2.2.09

Painting Steel Wheels Part 2

IMPORTED FROM OLD BLOG

The backs of the wheels turned out great! But when I started on the faces I got fisheye`d on the first white coat!!! (Sorry, forgot to take pics.)

I debated stripping the paint or letting it dry and sanding back to metal. Sanding had the benefit of not disturbing the backs of the wheels that turned out so well. So I decided to wait a couple days for the wheels to dry then sand.

3 days later.... I could still scrape with my thumbnail! The paint was like a thick paste! WTF? I thought it would be sandable by now...

So I emailed Rustoleum. Here was their response:

If the metal has had all of the rust removed, part of the problem may be the choice of primer. The 7769 Rusty Metal Primer is intended for use on rusted metal only.

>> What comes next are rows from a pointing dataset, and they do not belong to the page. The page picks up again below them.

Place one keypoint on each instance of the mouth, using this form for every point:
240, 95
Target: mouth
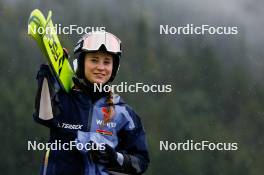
99, 75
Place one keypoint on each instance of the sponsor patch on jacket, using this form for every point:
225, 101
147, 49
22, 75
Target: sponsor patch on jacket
104, 132
70, 126
102, 123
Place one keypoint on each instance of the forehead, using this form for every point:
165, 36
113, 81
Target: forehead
100, 54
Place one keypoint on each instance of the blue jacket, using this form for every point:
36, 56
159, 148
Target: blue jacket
77, 113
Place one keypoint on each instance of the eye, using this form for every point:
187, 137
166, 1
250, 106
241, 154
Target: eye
107, 62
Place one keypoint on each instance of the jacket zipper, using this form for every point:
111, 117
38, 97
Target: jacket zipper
90, 117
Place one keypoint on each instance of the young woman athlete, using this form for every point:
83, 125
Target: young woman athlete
101, 120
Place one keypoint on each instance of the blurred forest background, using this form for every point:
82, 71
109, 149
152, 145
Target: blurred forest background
217, 80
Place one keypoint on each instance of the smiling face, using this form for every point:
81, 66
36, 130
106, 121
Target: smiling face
98, 66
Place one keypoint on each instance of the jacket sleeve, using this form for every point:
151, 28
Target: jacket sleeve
46, 100
132, 145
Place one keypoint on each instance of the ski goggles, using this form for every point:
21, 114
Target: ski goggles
94, 40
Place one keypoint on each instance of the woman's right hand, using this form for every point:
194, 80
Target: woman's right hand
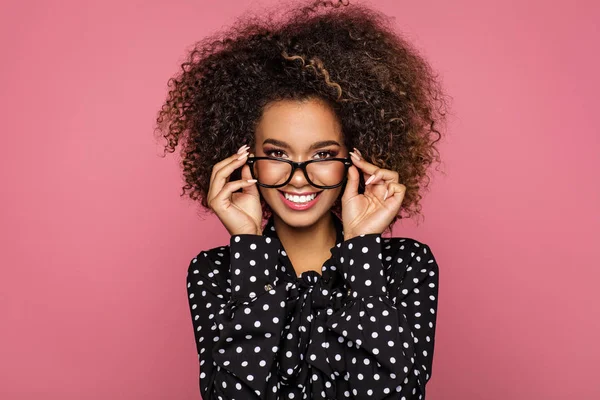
240, 213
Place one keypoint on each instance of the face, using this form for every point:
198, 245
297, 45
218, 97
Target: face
299, 131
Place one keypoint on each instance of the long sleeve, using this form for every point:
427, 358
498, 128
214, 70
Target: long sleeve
237, 306
385, 328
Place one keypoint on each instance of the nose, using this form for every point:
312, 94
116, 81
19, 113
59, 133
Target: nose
298, 178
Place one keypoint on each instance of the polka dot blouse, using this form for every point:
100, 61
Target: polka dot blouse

It has a fish-oil additive that lets it penetrate into the rust; if there`s no rust the fish oil will move to the surface of the primer and will affect the adhesion and sometimes the drying of topcoats applied over it.

Also, we normally recommend a thinning of 1:10 acetone to paint. The lower level of a quicker drying solvent will greatly improve the dry through time. But even under optimum conditions we don`t expect full adhesion until about a week after application.

Hardners and accelarants are not recommended with these paints.

So they suggest using acetone instead of mineral spirits, even though the label specifically says to only use mineral spirits. Ok, I can do that.

But a week to fully cure still? Ugh.

I`ll keep using this paint (especially since I discovered the custom color at Ace that is an almost perfect match to our Sage Green VW paint!) I just need to keep in mind the limitations.